Fatih Sultan Mehmed Han Hazretleri, Allah-u Teâla’nın veli kullarını ziyaret edip, onların duasını almayı, feyz ve bereketlerine kavuşmayı arzu ederdi.
Bir defasında, devrinin evliyâsından Vefâ-i Konevî’yi ziyarete gitti. Bu meşhur zâtı hiç görmemişti. Vefâ-i Konevî’nin kapısına kadar bizzat gitti. İçeri girmek için müsâade istedi.
Şeyh Ebu-l Vefâ, Padişahın kendisini ziyaretine izin vermedi. Bizans surlarını yıkan o yüce Padişah, garip bir dervişin kapıyı açmaması üzerine dönüp gitti. Âdetâ ağlar bir hâli vardı.
Şeyh Vefâ’nın talebeleri:
“Efendim, neden Padişahı kabul etmediniz?” diye, gözlerinden yaşlar akan hocalarına sordular ve “Hem siz üzüldünüz, hemde o” dediler.
Vefâ Hazretleri:
“Doğru söylersiniz.

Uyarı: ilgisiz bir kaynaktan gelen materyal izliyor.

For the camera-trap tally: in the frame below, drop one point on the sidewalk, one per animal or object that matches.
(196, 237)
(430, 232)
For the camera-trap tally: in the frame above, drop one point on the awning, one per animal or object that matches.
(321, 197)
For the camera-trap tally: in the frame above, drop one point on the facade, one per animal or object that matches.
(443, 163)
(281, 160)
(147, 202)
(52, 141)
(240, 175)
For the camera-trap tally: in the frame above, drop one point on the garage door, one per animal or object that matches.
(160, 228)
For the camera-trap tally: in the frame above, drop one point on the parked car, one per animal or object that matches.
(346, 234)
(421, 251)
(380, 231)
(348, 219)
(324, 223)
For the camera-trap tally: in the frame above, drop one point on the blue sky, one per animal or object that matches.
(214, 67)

Ama inanıyorum ki, benim ona olan sevgim ve onun bize olan ihtiyacı, bize asıl vazifemizi unutturacak kadar fazladır. Dostluğumuz ve sohbetimiz, birçok insanın işinin yarım kalmasına sebep olacaktı.”
“Şimdi anladınız mı, sultanı neden kabul etmiyorum?” cevabını verdi.